‘Spur of the moment,’ she answered as if she hoped that might satisfy him. She smirked but uncertainly, holding the gerbil in front of her like a protection. It lay there in her hands rolling its eyes as if it knew.
‘For God’s sake,’ he said angrily. ‘Can’t I have lunch with my own wife without you rearing your . . .’ He saw her expression fall. ‘. . . Popping up and making a drama?’
‘I thought you didn’t love each other any more. That’s why you don’t live together.’
‘That is not the damned point. It’s none of your business. You are not involved.’
Korky sat subdued on the sofa, stroking the gerbil who still regarded Savage with caution and visibly cringed at his raised voice. ‘Why?’ Savage repeated standing before her.
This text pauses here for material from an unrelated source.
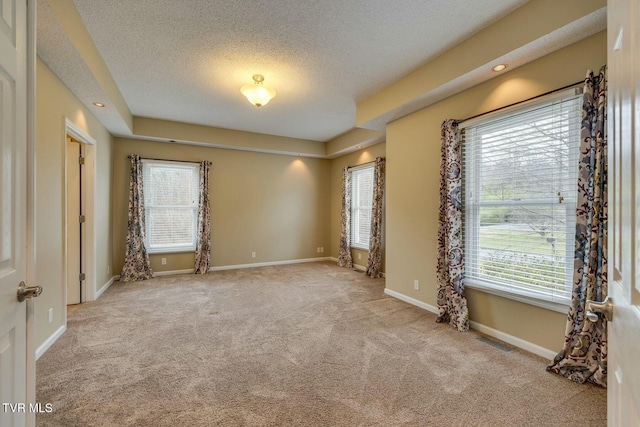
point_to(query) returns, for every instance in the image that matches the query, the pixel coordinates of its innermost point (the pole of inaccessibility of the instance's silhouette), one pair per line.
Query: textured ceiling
(185, 60)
‘Don’t sound like a sergeant, or whatever. I only wanted to see what she was like,’ sighed Korky looking towards the other end of the room. ‘It’s a woman’s instinct. To see how her rival looks.’
He stamped on the carpet, conscious that the movement came from the parade ground. ‘She is not your rival! I am not, repeat not, involved in a relationship with you. Here you are merely a lodger.’
Korky put her narrow nose in the air. ‘Here you are meeerely a lodger,’ she mimicked. ‘All right, then, why didn’t you tell her who I was? At the beginning, as soon as I came in. I’ll tell you why, because you were scared to tell her. And after that it was too late.’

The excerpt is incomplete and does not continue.